Concluding paragraph
The fifth paragraph is the summary paragraph. It is important to sum up and conclude in an
original and compelling way, as this is the last chance the writer has to convince the reader of the
validity of the information presented.
This paragraph should include the following:
1. some reminders of what the essay has tried to prove, BUT without simply
duplicating the thesis or the introduction;
2. a meaningful effort to place the preceding discussion in perspective, to give the
essay’s readers a strong sense of what insights, in sum, this essay has now made
possible;
3. some attempt to bring the discussion full circle, by connecting the conclusion back to
something mentioned in the introduction;
4. a strong final sense that the discussion has reached its logical end.
"Thick darkness," "thread of the spider," and "vulture eye" are three central visual
images in Poe’s “Tell-Tale Heart" that stimulate senses beyond merely the visual.

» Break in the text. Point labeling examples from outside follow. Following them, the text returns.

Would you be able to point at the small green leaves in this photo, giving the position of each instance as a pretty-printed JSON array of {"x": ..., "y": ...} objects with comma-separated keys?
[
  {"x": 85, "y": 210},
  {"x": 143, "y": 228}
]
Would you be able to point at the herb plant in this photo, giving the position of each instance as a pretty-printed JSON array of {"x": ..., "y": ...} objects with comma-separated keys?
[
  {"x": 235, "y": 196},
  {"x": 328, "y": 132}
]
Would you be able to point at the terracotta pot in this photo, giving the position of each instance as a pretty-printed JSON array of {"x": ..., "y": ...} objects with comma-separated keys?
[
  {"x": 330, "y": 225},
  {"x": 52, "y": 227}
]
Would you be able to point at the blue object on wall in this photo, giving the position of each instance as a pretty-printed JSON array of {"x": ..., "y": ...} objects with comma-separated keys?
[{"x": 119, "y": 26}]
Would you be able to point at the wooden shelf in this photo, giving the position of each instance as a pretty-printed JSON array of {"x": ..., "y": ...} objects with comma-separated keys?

The
ties between such visual images and kinesthetic counterparts create a powerful emotional
synesthesia that the narrator cannot escape even after the visual images themselves have
disappeared. All conspire in the end to beset the narrator with his own recognizable
“groan of mortal terror.” Though Poe’s narrator tries to prove the ascendant powers of his
mind, claiming that “never before that night, had I felt the extent of my own powers—of
my sagacity” (385), what he really feels that night, as at no other previous time, is the
emotions wrapped up in the sensuous images of his macabre experiences. By the end of
the tale, the powers of his mind have been defeated by the powers of his internal feelings.
In other words, the visual has given sway to the kinesthetic. If Edgar Allan Poe was one
of Stephen King's teachers, then fans of King own spine-tingling images owe a huge debt
to that nineteenth-century creator of horror stories.
The first sentence of the concluding paragraph uses the principal words from the quotations
from each paragraph of the paper’s body. This repetition of earlier material summarizes those
three paragraphs. This re-quoting is only one of many millions of ways to handle such a
summation. In any regard, notice that the concluding paragraph NEVER merely parrots the
introductory paragraph. The next five sentences provide observations which can also be
considered a summary, not only of the content of this essay, but also of the insights into this
short story that can logically be drawn from the preceding contents of this essay. In the end, we
understand more than just Poe’s visual imagery; we better understand the whole story. The last
sentence returns to the Poe-King relationship that began this paper, bringing the whole full circle,
and providing a successful "wrap-up" that gives the paper a sense of finality.